Excess control rights create incentives for the controlling shareholder that are likely to impair Firm B’s value to non-controlling security holders. As controlling shareholder would you rather have Firm B earn an extra dollar or Firm A? Clearly you prefer that Firm A earn the dollar because you would own 25% of the dollar (compared to just 5% of the dollar that Firm B earns). Hence, you would be inclined to manipulate transactions between A and B to transfer cash earnings from B to A. For example, you can have B sell goods or services to A at bargain prices or have B purchase them from A at premium prices. You could have B make a sweetheart loan to A. We call such moral hazard transactions “tunneling” and we say that the controlling shareholder extracts “private benefits of control,” not shared with other stockholders pro rata.

What is the relationship between excess control rights and corporate borrowing?

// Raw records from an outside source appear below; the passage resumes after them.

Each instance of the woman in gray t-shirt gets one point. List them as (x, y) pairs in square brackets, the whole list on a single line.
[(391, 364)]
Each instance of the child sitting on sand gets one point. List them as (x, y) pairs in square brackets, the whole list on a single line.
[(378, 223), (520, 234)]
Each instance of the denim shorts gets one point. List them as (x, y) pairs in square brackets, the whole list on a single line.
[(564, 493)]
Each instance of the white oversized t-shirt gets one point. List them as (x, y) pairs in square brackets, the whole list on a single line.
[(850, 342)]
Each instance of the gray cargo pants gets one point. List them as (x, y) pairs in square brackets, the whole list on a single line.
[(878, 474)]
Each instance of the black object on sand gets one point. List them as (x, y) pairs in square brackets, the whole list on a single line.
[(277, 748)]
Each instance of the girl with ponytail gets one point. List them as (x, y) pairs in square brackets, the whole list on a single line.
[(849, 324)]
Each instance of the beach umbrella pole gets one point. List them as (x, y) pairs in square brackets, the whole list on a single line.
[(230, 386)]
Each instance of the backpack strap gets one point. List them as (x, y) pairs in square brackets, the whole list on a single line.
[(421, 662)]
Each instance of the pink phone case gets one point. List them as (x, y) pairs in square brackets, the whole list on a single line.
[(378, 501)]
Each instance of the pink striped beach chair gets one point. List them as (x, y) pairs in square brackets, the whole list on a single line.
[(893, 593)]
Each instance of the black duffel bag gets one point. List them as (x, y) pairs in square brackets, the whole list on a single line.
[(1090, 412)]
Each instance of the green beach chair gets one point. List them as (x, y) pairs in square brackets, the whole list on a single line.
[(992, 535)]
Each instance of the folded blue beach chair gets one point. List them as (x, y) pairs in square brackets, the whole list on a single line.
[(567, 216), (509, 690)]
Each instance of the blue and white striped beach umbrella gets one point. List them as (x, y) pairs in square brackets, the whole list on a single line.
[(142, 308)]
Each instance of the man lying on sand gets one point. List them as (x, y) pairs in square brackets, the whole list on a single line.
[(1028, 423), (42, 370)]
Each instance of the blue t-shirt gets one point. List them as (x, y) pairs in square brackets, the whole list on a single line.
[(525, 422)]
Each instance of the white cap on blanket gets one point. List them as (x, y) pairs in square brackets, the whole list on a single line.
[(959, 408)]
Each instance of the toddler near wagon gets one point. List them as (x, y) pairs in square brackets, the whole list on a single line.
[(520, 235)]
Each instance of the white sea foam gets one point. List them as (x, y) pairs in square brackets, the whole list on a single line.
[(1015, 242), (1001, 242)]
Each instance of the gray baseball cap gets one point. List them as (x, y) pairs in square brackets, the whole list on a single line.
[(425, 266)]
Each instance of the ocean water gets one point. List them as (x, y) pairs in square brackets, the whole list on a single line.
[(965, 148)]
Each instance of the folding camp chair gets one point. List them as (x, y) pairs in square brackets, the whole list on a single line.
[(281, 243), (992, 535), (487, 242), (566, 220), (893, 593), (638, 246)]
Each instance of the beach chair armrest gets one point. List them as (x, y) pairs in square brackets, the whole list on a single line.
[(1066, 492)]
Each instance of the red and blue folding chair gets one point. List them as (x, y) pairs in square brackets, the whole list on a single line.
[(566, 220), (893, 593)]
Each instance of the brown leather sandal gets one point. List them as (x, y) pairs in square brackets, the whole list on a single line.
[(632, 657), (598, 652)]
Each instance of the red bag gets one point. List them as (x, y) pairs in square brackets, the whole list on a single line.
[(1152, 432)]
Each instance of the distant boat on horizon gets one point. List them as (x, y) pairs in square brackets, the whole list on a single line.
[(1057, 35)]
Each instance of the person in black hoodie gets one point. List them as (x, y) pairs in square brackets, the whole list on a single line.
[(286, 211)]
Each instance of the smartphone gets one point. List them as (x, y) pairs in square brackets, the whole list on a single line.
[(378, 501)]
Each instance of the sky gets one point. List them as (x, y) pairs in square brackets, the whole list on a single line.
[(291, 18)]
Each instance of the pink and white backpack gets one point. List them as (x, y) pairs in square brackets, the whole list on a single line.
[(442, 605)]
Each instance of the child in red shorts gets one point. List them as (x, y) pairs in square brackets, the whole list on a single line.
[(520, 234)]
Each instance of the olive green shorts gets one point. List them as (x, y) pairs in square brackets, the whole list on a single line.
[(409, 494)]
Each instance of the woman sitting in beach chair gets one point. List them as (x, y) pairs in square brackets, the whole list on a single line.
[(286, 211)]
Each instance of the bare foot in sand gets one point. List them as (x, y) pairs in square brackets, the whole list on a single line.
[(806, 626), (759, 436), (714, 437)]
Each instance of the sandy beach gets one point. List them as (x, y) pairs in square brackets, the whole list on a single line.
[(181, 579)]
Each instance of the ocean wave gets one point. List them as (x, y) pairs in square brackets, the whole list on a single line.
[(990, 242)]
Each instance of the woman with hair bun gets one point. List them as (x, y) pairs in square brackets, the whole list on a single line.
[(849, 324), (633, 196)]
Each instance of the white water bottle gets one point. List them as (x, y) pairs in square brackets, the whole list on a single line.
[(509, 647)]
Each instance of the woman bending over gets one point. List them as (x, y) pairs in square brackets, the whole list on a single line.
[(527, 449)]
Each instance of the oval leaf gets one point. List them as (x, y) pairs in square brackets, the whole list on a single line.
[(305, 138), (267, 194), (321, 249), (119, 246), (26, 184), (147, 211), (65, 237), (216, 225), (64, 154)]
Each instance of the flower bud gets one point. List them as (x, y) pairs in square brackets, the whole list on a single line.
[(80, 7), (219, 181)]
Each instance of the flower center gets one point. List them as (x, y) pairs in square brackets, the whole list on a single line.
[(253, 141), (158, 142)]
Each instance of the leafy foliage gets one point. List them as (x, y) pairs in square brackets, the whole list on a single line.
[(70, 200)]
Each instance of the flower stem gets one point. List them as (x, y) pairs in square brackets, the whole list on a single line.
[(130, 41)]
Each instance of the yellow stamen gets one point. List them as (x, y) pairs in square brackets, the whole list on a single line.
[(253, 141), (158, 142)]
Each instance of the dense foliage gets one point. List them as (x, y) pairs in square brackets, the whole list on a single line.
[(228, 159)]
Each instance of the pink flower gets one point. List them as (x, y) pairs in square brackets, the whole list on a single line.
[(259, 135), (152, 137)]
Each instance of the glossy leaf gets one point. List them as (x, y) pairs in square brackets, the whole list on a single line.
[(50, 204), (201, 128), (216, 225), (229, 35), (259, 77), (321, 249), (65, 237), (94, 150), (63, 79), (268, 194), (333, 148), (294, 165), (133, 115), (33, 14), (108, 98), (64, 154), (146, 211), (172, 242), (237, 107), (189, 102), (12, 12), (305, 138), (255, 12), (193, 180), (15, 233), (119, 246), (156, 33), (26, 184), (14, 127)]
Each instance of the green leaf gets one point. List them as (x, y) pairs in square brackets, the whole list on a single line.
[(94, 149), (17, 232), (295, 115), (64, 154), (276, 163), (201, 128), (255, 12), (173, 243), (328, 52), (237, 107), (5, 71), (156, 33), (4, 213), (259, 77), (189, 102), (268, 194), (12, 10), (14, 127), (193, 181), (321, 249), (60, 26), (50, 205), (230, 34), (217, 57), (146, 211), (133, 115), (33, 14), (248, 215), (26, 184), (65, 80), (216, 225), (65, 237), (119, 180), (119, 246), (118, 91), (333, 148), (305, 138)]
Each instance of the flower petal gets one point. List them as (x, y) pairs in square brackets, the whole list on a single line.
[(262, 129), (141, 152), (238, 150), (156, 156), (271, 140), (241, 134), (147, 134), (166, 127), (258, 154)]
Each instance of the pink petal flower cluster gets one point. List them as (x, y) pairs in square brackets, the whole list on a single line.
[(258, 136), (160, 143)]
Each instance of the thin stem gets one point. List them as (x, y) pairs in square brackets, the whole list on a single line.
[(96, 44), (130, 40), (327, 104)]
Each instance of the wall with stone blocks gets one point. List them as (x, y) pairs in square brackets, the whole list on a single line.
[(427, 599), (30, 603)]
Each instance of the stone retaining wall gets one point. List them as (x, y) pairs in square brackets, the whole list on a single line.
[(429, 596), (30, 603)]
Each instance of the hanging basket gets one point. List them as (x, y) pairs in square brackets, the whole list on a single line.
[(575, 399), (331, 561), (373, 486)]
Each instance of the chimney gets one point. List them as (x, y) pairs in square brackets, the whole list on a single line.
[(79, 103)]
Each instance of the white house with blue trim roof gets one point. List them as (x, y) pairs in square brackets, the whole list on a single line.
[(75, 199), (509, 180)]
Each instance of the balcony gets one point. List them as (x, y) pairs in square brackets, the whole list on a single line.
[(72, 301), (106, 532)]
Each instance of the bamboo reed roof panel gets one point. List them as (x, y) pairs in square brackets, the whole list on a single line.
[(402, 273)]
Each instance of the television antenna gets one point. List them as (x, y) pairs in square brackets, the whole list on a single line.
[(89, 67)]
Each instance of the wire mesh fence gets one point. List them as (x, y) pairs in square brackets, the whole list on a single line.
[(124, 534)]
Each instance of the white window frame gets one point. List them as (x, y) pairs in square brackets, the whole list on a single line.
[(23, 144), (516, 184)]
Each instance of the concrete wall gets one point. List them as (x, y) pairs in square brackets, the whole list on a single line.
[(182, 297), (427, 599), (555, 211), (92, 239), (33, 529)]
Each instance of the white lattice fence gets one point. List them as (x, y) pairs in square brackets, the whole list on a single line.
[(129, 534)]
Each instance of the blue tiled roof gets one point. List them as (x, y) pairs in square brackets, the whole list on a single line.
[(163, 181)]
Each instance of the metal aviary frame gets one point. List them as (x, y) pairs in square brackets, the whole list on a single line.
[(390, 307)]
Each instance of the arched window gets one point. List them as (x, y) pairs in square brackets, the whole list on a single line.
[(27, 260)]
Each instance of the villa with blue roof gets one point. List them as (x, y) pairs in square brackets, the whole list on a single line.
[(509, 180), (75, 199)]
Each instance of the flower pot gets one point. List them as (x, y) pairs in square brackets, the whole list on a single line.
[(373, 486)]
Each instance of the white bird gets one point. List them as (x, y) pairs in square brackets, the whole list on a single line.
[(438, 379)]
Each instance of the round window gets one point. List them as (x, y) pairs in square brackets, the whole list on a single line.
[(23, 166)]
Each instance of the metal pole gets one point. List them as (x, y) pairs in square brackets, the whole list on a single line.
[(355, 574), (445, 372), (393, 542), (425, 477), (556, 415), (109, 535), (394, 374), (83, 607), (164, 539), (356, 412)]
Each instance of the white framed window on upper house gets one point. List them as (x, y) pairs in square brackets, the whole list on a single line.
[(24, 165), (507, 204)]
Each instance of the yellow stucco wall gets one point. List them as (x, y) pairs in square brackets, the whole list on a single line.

Earlier empirical work has shown that measures of firm stock value (Tobin’s Q ratio) are negatively related to the excess control rights of the ultimate controlling shareholder along the ownership chain. Our paper is the first to investigate the impact of excess control rights in bank credit markets. Using a large sample of syndicated bank loans made to many firms in 22 different countries, we show that firm borrowing costs are positively related to excess control rights, after controlling for other factors that also affect borrowing costs. This relationship is robust to several different econometric analyses. It appears that excess control rights cause lenders to anticipate tunneling activities that impair their collateral and borrower creditworthiness. As a consequence, lenders charge higher interest rates to borrowers whose ultimate controlling shareholders possess excess control rights.

How big is the impact on the cost of corporate credit?

The impact of excess control rights is both statistically and economically significant.  A one standard deviation increase in excess control rights is associated with an increase in borrowing costs of 27 to 38 basis points.